Pero las comercializadoras gasísticas que tienen el deber de comercializar con arreglo a la ley, no sólo se burlan de sus clientes, sino de la propia ley, lo que equivale a que se burlan doblemente de los clientes a quienes la ley ampara o debería amparar. Dicha ley establece en un máximo de tres minutos el tiempo que un usuario debe esperar para que se le atienda telefónicamente, y no un robot, sino una persona. Más de tres minutos escuchando esa horrible música que parece extraída de las peores pesadillas del Hilo Musical, puede afecta afectar gravemente, y lo hace, a la salud, aunque ese límite tampoco asegura que el ser humano que atienda después se entere de gran cosa y active el cambio solicitado.
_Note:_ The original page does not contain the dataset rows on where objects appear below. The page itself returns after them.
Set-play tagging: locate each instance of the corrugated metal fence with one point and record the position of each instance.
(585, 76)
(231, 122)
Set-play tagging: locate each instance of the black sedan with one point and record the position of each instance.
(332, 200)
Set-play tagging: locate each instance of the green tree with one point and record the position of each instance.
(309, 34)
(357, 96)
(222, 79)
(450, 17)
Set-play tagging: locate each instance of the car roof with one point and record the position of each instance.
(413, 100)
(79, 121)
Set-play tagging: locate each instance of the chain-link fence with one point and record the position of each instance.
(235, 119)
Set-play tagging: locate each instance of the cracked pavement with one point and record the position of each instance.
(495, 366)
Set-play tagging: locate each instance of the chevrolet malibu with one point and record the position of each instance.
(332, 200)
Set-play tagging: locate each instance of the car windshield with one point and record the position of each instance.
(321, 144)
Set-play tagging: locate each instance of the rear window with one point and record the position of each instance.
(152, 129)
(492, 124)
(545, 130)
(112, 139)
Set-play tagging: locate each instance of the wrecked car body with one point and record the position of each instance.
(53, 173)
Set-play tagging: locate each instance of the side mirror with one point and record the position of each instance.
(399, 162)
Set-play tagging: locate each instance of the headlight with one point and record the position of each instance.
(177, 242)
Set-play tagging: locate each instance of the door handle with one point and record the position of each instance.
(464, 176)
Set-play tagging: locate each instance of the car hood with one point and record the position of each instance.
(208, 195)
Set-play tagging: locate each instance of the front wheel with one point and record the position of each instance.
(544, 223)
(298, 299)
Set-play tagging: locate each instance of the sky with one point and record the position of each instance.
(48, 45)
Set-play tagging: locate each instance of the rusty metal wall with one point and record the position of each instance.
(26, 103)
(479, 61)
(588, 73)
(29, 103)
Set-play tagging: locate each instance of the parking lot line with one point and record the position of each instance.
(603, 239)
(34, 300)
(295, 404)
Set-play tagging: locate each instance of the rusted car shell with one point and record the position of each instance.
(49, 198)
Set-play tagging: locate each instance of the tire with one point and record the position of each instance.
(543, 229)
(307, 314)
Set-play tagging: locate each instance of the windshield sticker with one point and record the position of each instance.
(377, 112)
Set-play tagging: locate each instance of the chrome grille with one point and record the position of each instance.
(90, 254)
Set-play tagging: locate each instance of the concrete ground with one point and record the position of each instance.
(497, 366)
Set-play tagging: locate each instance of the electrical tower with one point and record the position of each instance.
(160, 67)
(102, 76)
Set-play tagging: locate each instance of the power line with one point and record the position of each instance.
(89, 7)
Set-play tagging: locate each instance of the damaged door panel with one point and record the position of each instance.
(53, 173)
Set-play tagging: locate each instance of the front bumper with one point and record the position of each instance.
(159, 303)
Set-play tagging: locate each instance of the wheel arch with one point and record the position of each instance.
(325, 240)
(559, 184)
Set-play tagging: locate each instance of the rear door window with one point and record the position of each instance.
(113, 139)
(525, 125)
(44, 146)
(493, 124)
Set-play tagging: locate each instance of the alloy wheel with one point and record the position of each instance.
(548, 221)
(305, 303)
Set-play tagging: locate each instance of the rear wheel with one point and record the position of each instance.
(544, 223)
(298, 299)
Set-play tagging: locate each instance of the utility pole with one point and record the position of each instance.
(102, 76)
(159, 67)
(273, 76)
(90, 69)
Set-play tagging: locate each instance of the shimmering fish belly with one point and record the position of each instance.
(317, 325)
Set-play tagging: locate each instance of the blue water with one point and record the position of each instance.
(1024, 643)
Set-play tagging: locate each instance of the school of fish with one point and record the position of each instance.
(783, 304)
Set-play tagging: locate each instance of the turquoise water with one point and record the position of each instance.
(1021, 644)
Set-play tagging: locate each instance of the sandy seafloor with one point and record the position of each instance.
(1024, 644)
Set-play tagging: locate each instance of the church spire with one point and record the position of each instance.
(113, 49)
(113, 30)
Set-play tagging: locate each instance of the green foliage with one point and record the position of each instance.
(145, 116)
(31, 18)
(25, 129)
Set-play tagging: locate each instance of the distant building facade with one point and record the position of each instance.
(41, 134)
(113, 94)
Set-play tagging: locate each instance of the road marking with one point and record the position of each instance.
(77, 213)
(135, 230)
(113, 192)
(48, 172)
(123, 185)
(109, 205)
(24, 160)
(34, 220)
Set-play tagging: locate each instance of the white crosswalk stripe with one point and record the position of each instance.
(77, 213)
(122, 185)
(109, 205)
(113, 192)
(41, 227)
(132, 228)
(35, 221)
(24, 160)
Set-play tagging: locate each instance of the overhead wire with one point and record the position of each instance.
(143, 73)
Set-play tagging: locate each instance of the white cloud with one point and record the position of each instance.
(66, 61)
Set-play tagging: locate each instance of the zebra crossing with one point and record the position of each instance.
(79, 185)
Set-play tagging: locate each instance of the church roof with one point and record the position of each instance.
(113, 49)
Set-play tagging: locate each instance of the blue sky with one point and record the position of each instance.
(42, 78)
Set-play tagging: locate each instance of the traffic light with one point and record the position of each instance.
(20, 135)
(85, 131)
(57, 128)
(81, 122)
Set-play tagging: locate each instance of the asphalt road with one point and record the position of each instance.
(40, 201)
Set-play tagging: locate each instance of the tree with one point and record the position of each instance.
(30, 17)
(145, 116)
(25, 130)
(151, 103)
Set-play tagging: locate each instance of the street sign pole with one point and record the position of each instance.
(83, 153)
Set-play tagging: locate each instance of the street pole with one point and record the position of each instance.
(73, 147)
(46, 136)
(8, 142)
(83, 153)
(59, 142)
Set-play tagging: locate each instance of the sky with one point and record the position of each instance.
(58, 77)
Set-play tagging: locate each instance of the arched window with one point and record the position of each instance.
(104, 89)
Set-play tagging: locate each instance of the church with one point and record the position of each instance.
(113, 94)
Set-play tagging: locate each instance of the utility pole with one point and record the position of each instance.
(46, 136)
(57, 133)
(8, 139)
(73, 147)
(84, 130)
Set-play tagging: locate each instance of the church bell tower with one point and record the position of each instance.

Las empresas del ramo, a algunas de las cuales, por cierto, no les conviene que la gente se pase a la regulada desde la del mercado libre en la que le cobran tres y hasta cuatro veces más, arguyen que sus servicios de atención se han visto desbordados por la avalancha de peticiones, pero no parece que hayan hecho nada para reforzar ese servicio, que, como su propio nombre indica, tendría que servir para algo. El tiempo es oro, pero se ve que el de los usuarios pegados al teléfono vale menos que el que las compañías dilatan en hacer la transmigración tarifaria.
Así las cosas, una de dos: o las comercializadoras comercializan como dios manda, o el Estado, la CNMC, interviene el servicio y pone a sus funcionarios, que los tiene, para sacarlo adelante. Cualquier cosa, en fin, menos esa burla constante e impune a la ley. Cualquier cosa menos esa música infernal de interminable espera que fríe los sesos del ciudadano.